After a career in education, as a teacher, counsellor and assistant principal, Cr Amanda Stone was first elected to City of Yarra Council in 2008, in then in 2012 and again in 2016. She was Mayor in 2009 and 2017.
Step up and take on that extra responsibility, as it provides opportunities for personal and professional growth, making a significant and rewarding contribution to the community who elected you….
There are many opportunities to take on leadership as councillor – from being Mayor to representation on the MAV, VLGA, Metropolitan Transport and Waste Forums. New councillors hesitate to take these on, unsure of having necessary skills and experience. This is especially so of first-term women councillors.
I was first elected as a councillor – and mayor simultaneously – after years as a community activist attending many council meetings, familiar with council processes, and a teacher comfortable at chairing meetings!
These were valuable skills and experiences, but I mostly learned by doing.
The council organisation is a great support to councillors in leadership roles, employing people with expertise and passion about local government. Good leadership acknowledges, values and uses this expertise.
Networks of other councillors especially women mayors are a great support. No leadership role is effective unless continually engaged with the community you represent.
Through community activism, I learned how a council can get it right and wrong in engaging with the community. I learned the enormous value of council and community working together on complex problems, and the wonderful outcomes that can be achieved – in my experience like the Abbotsford Convent project!
The collaborative, participatory approach to engagement, which women excel at, is more effective than “command and control” in local government.
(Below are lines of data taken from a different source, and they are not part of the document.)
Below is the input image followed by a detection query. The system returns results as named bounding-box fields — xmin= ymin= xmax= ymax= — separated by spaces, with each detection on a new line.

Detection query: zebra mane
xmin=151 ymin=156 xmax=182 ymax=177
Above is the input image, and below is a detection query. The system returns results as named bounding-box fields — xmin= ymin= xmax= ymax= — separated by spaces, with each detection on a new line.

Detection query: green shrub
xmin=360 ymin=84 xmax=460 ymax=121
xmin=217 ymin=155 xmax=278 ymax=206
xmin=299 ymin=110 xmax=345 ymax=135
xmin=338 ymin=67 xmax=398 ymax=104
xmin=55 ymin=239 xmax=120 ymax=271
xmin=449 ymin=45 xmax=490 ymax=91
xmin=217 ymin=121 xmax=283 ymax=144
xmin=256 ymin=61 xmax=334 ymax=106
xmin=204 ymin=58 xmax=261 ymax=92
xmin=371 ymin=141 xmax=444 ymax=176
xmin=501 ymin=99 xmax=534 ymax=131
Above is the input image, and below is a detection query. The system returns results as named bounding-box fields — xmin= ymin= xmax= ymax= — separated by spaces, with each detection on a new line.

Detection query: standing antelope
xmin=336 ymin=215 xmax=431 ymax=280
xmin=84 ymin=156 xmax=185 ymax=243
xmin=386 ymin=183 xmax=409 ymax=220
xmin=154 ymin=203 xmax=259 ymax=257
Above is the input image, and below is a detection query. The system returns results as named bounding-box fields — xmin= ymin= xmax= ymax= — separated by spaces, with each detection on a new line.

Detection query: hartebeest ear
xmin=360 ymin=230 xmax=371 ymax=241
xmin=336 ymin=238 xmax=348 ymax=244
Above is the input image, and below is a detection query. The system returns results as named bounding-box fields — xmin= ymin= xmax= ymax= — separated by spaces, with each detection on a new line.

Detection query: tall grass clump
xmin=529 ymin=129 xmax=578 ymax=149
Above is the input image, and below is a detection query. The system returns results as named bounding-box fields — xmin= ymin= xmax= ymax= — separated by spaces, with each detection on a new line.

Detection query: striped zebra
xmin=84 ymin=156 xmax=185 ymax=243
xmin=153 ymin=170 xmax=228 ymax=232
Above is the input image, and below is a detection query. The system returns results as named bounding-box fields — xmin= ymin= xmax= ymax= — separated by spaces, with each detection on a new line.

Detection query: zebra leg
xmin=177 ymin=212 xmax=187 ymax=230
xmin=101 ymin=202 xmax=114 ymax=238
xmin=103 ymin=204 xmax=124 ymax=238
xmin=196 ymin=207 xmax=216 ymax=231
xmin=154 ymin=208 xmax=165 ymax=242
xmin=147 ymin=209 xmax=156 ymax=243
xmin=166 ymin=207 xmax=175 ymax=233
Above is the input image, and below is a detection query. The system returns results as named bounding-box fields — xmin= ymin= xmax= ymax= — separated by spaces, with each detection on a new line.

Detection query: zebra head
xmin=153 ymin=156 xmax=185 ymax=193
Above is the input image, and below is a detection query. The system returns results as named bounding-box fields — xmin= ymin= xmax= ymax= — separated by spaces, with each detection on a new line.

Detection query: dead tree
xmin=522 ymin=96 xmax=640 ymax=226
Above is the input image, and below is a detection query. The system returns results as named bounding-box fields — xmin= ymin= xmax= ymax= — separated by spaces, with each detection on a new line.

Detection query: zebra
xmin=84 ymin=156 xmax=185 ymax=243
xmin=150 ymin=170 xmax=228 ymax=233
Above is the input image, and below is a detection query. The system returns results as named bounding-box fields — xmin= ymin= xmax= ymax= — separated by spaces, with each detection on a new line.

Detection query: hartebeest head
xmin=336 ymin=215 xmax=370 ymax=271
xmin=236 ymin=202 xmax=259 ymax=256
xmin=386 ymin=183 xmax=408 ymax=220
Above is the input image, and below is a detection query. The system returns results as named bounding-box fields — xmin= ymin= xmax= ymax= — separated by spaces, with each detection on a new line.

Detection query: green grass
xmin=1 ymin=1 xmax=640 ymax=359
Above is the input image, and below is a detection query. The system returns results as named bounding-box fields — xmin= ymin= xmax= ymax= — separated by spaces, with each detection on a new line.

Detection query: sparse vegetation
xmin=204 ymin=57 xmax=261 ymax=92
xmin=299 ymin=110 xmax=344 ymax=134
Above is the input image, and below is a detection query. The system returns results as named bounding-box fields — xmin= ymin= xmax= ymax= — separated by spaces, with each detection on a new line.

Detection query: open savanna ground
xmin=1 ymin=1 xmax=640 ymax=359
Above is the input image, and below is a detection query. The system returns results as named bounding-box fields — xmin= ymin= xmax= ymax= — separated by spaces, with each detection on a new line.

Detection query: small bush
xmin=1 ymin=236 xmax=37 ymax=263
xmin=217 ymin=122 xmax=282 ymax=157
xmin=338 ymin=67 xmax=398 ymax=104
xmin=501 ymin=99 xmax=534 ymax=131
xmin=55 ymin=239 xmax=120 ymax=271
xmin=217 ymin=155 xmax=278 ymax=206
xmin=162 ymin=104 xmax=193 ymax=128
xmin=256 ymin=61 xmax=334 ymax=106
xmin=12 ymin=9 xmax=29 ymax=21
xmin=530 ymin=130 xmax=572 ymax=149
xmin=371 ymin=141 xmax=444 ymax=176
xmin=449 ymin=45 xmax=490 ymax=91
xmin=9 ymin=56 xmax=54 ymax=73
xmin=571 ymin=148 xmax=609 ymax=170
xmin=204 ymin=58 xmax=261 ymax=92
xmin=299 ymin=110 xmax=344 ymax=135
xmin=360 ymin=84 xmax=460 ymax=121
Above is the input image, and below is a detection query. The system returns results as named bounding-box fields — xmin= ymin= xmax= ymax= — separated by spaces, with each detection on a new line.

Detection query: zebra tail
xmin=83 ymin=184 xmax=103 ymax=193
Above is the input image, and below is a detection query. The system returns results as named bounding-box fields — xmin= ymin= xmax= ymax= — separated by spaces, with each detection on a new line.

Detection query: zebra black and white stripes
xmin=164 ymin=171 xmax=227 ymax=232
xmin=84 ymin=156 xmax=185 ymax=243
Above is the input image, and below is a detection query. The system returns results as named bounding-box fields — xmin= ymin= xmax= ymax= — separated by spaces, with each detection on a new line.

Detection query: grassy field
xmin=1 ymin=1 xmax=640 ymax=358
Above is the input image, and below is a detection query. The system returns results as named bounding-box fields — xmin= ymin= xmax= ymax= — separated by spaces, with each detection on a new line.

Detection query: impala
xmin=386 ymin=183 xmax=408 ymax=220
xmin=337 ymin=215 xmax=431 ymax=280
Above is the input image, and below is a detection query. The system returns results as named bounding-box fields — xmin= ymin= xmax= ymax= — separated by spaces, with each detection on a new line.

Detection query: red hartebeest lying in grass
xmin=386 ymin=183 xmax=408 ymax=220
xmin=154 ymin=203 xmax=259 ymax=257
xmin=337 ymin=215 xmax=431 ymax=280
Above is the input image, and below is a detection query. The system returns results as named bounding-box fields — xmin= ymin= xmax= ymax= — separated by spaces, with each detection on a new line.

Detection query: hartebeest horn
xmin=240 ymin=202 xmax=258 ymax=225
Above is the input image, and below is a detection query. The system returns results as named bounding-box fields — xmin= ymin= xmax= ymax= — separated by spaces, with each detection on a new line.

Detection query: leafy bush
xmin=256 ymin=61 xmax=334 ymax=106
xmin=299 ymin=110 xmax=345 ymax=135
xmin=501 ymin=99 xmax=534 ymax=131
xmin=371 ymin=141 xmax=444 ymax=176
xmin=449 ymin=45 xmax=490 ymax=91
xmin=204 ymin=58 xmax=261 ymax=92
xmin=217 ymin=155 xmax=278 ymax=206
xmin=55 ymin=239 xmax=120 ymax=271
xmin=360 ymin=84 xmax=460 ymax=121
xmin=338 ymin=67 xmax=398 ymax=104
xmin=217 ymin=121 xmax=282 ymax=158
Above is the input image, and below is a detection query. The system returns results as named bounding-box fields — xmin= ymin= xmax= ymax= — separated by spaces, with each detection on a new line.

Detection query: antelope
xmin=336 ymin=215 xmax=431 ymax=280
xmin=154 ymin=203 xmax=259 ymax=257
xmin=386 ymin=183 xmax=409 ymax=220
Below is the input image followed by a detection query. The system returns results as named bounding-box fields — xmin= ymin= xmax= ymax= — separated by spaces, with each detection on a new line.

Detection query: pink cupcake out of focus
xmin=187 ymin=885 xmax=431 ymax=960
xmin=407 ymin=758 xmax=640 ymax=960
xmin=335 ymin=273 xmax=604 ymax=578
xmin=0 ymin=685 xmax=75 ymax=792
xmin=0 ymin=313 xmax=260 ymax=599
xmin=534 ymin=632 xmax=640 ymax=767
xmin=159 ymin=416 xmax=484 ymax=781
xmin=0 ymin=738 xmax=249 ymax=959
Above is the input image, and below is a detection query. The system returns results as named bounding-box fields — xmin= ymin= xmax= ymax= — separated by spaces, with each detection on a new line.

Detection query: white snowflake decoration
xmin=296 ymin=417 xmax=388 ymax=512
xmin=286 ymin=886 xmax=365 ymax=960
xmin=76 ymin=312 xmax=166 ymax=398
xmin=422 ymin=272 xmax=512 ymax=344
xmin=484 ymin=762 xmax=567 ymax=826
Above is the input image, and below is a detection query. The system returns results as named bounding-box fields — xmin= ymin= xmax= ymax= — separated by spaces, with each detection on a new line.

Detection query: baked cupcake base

Community opinion and perspectives are fluid and influenced by many factors, so staying attuned and involved is critical to leadership within council and more broadly. The organised and articulate in the community are enormously valuable in driving and supporting council action; but there are a myriad of voices that need to be heard for good decisions to be made.
Leadership is the ability to hold that corner of the triangular relationship between councillors, organisation and community. Recognise triangles as strong structures, build on skills, be willing to learn, develop, and above all stay connected with community and their priorities.
Leadership in local government is not just one thing. It’s the ability to firmly hold that corner of the triangle comprising the councillors, the organisation and the community, recognising that triangles are really strong structures, to build on the skills you bring to council, being willing to learn and develop, and above all staying connected with your community and their priorities.